La Gran Bretagna è di fatto un membro della Unione Europea ma non è in area Euro nel senso che ha preferito tenere la propria moneta e cioè la sterlina inglese. Altri paesi invece utilizzano l’Euro come moneta. Il dibattito va avanti da molti mesi nel Regno Unito e riguarda la necessità di rimanere nella UE per evitare ripercussioni negli accordi commerciali. Un atteggiamento di chiusura che non capiamo anche perchè di fatto la Gran Bretagna ha un piede dentro l’area Euro con cui deve scambiare moneta merci. Molti credono che uscendo ci potrebbero essere più possibilità di utilizzare meglio i fondi all’interno dei propri confini con un conseguente miglioramento della crescita economica. L’atteggiamento predominante è però quella della paura, di come una Brexit potrebbe avere un effetto negativo per le esportazioni in Europa e nel Resto del Mondo. Insomma è tutta una questione economica. Altri in Gran Bretagna credono che dovrebbe rimanere all’interno dell’UE e hanno paura di come un Brexit avrebbe un impatto sue esportazioni e in piedi in Europa e nel resto del mondo. E ‘tutta una questione di commercio e la crescita economica
C’è da dire che anche se vincesse il Si al referendum sulla Brexit gli effetti si vedrebbero alla fine del 2018 in quanto la politica dell’Unione Europea prevede un periodo di due anni per attuare modifiche sostanziali. Il Si potrebbe portare grande volatilità sui mercati nel brevissimo termine col timore di altri paesi che potrebbero seguire la scia del Regno Unito. A lungo termine si potrebbe arrivare alla fine della UE e alla fine dell’Euro come moneta comune. Nel breve periodo si potrebbe anche rafforzare il dollaro americano che potrebbe approfittare della situazione incerta dell’Euro con gravi conseguenze per l’export della UE.

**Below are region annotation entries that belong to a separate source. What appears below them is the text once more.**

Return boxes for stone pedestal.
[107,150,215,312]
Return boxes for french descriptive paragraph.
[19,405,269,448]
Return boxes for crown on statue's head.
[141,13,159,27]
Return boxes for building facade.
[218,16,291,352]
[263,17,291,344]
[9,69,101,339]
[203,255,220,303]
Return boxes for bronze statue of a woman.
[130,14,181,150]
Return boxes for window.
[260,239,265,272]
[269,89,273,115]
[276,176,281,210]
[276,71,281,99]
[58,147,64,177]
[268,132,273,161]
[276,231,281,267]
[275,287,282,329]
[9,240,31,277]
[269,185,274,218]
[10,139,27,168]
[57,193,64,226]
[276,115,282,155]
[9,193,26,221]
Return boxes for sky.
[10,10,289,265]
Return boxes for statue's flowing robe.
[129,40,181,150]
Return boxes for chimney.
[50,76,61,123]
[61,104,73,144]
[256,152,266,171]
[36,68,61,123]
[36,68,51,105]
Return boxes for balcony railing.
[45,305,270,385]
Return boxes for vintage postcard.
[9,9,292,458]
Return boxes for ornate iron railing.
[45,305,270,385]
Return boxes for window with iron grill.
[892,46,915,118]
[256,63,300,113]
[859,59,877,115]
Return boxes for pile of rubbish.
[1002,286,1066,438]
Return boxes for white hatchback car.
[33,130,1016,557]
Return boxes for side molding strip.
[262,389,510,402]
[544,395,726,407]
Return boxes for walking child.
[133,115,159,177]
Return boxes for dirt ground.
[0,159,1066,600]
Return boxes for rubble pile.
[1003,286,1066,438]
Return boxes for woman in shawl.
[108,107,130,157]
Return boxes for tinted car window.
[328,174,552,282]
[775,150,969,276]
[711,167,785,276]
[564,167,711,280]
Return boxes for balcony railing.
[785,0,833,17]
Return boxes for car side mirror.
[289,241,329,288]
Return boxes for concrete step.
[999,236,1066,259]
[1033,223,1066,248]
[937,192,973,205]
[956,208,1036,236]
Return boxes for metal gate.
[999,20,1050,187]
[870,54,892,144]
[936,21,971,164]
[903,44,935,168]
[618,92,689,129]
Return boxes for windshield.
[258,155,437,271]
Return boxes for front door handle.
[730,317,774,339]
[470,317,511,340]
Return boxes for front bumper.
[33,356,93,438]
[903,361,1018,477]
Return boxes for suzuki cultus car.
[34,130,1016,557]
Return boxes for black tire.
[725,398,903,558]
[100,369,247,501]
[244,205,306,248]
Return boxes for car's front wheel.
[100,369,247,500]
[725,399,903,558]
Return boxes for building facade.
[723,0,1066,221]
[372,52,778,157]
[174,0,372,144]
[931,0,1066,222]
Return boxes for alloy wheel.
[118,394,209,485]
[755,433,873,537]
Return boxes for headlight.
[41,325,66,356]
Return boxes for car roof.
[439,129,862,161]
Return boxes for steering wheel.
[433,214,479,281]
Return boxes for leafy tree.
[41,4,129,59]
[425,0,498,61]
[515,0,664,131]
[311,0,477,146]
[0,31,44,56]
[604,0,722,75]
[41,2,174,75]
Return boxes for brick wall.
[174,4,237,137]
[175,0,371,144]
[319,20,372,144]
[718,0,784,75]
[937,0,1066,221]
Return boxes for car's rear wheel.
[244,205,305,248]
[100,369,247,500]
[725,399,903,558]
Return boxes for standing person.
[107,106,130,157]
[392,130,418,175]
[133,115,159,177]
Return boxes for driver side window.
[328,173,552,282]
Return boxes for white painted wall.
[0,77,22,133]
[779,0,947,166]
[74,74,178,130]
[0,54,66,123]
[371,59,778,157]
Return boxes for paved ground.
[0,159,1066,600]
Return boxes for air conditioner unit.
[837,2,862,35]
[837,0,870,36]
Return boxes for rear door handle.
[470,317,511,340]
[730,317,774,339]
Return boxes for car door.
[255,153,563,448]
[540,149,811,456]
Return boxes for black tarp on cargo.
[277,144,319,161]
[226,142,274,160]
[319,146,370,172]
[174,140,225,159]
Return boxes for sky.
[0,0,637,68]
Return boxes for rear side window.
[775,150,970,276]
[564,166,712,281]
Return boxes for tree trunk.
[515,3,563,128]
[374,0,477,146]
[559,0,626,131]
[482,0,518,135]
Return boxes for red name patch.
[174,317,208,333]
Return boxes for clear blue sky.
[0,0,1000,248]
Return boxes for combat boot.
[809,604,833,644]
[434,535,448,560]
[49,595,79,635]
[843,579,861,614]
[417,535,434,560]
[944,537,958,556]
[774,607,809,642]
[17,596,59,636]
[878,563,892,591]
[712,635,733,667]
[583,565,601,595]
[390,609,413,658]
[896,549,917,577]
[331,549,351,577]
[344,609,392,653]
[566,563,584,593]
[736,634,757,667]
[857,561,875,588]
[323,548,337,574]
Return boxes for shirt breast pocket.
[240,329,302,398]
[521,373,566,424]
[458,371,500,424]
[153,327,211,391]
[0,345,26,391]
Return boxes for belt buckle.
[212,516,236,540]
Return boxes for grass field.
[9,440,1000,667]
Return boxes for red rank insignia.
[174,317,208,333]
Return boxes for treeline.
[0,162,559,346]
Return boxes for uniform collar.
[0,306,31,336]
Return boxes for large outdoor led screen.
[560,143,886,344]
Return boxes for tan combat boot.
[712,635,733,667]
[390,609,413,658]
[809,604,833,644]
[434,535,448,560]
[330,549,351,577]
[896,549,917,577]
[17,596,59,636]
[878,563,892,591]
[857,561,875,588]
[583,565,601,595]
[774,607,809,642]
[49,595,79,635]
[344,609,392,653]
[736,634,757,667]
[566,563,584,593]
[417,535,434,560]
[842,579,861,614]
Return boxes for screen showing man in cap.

Un dollaro forte avrebbe conseguenze anche sulle multinazionali americane che hanno gran parte dei propri introiti all’estero. Potenziali strategie di investimento potrebbero riguardare gli ETF che beneficiano di una moneta americana forte sui mercati. Anche il No potrebbe comunque essere una opportunità per gli investitori che potrebbero negoziare al ribasso. Si tratterebbe di una fase di potenziale crescita della domanda interna oppure di una crescita globale dell’intera area euro. In caso di brexit i mercati potrebbero subire una brutta battuta d’arresto nel breve periodo portando molta incertezza e volatilità nei giorni successivi, offrendo grandi opportunità di investimento per i piccoli investitori.